G(t) = \ln(10 t + 1) + C,

and notice that from the original definition of G(t), we have G(0) = 0. Thus C = 0, and the problem integral evaluates to G(1) = \ln 11. Bam!

It takes a little experience to judge where or how to stick in the extra parameter t to make this method work, but the Wikipedia article has some good practice problems, including the integral of POW-10. For this problem they recommend considering

\displaystyle G(t) = \int_{0}^{\pi/2} \frac{\tan^{-1} (t\tan x)}{\tan x} dx

and I’ll let you the reader take it from there.
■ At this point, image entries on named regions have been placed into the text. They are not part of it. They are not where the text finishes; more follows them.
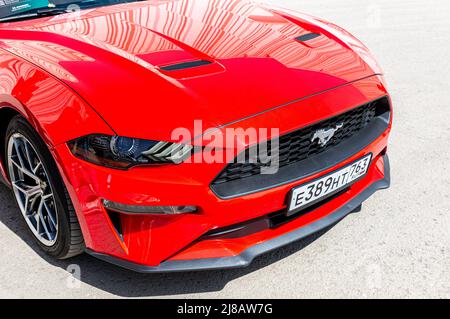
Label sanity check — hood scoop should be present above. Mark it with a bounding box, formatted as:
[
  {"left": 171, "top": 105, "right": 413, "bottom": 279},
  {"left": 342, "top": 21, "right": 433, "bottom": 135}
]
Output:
[
  {"left": 158, "top": 60, "right": 225, "bottom": 79},
  {"left": 295, "top": 33, "right": 321, "bottom": 42},
  {"left": 159, "top": 60, "right": 212, "bottom": 72}
]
The point is not that this method is much more elegant than others, but that a little practice with it should be enough to convince one that it’s incredibly powerful, and often succeeds where other methods fail. (Not always, of course, and Feynman had to concede defeat when in response to a challenge, his pal Paul Olum concocted some hellacious integral which he said could only be done via contour integration.)

Doron Zeilberger is also fond of this method (as witnessed by this paper). Something about it makes me wonder whether it’s secretly connected with the idea of “creative telescoping” and the powerful methods (e.g., see here) developed by Gosper, Wilf, Zeilberger, and others to establish identities of hypergeometric type. But I haven’t had time to consider this carefully.

Also solved by Arin Chaudhuri, Philipp Lampe (University of Bonn), Paul Shearer (University of Michigan), and Simon Tyler. Thanks to all who wrote in!